Тогда на ноги поднимается Ханс Адлер.

— Никого здесь бить не нужно, — решительно заявляет он. — Эдита говорит правду. Я знаю.

Поднимается хор изумленных возгласов.

— Конечно, я говорю правду! — тонким голосом восклицает Дита, на этот раз смелее и тверже. — Я слышала, как Пастор просил его собрать информацию о Сопротивлении. Поэтому он и ходит целыми днями из конца в конец, поэтому задает столько вопросов и охотно слушает, когда люди рассказывают о своих делах.

— Вы будете это отрицать, пан Томашек? — Ханс нацеливает взгляд в лицо пана Томашека.

Почти все уже встали, и головы людей повернуты к Томашеку, который все так же сидит и молчит, как статуя. Потом он медленно поднимается на ноги, сохраняя на лице все ту же полуулыбку. Это его обычное выражение лица, но теперь — несколько вымученное, как будто это выражение — единственное, что он может изобразить, и в случае, подобном сегодняшнему, он не способен ни на что иное, кроме как изо всех сил его сохранять.

— Я... — начинает он. Все собираются внимательно слушать, ведь пан Томашек прекрасно владеет словом, и, без всякого сомнения, все это — какое-то недоразумение, которое он сейчас с легкостью объяснит. — Я...

Но кроме «я» сказать он ничего не может. Опускает голову и больше не произносит ни слова. Выбирается из толпы и торопливо уходит по направлению к своему бараку. Оставшиеся растеряны, обмениваются взглядами, но чаще всего поглядывают на семью Адлеровых. Дита обнимает отца.

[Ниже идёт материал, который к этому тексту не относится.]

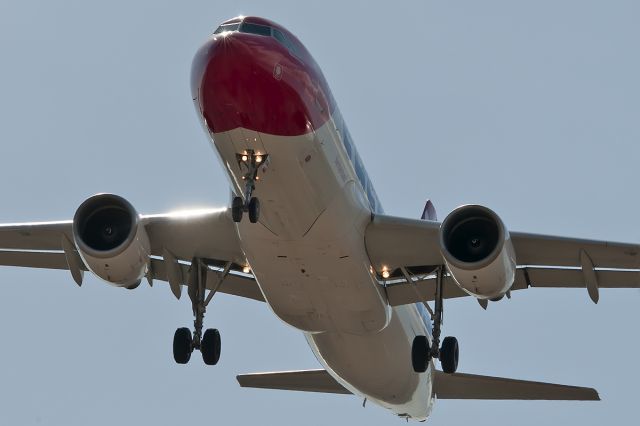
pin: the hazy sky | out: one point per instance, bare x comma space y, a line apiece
529, 107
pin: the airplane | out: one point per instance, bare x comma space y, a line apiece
306, 234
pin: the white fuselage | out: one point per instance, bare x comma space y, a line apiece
308, 256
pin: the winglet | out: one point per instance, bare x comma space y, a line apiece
471, 386
429, 212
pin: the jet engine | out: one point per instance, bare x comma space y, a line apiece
478, 252
112, 240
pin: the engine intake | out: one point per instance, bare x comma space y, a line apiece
478, 252
111, 239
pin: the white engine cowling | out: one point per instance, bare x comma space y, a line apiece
112, 240
478, 252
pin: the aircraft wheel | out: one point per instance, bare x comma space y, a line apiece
182, 342
236, 209
211, 346
449, 355
420, 354
254, 210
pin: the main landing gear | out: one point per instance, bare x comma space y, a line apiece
250, 162
209, 344
422, 353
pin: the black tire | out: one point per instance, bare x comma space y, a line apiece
211, 346
182, 342
237, 206
420, 354
254, 210
449, 355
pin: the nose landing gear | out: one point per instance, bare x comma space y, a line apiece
250, 162
422, 353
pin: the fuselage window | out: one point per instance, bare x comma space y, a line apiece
362, 175
255, 29
348, 144
227, 27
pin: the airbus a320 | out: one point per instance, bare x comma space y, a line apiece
306, 234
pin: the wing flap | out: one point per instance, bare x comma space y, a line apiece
470, 386
208, 234
423, 290
393, 242
301, 380
235, 284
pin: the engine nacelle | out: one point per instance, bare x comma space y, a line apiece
112, 240
478, 252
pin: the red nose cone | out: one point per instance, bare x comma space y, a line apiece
254, 82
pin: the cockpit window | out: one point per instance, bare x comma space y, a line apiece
227, 27
255, 29
277, 34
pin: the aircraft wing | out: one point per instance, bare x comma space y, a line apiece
543, 261
445, 386
206, 234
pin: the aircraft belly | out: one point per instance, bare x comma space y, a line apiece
378, 366
307, 251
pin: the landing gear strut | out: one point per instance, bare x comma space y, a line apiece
250, 162
422, 353
209, 344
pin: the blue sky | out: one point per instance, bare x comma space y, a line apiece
530, 108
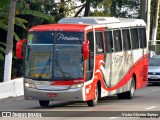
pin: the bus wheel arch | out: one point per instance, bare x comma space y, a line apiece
130, 94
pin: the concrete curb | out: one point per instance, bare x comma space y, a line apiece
12, 88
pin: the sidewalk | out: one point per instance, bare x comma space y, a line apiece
12, 88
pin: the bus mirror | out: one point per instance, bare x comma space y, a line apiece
85, 49
19, 48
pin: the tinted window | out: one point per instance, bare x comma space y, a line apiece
154, 62
109, 42
117, 40
69, 37
91, 41
42, 37
142, 37
134, 38
126, 39
99, 42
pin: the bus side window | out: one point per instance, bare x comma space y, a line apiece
99, 42
117, 40
91, 47
142, 36
109, 42
134, 38
126, 39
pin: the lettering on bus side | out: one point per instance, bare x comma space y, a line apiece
63, 37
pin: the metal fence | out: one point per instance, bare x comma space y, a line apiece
154, 46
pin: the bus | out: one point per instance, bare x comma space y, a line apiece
84, 59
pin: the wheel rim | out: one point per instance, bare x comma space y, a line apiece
132, 88
96, 94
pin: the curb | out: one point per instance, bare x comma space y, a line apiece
11, 88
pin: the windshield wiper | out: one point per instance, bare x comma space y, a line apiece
60, 69
44, 68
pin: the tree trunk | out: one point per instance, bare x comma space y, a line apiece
155, 21
87, 8
9, 45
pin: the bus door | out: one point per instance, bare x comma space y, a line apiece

— Ханс, — обращается к мужу Лизль. — Откуда ты узнал, да еще и так уверенно говоришь, что то, что сказала Эдита, — правда? Это казалось совершенно невероятным...

— А я ничего и не знал... Просто это такой прием, трюк, который используют в судах. Блефуешь: делаешь вид, что о чем-то твердо знаешь, хотя на самом деле ничего не знаешь, ну и обвиняемого выдает его собственная неуверенность. Он думает, что разоблачен, и сдается.

— А если бы он не был осведомителем?

— Я бы извинился. Но, — отец подмигивает дочке, — я был уверен, что у меня на руках очень сильные карты.

Один из мужчин отделяется от группы, подходит к ним и дружески кладет руку на плечо отцу Диты.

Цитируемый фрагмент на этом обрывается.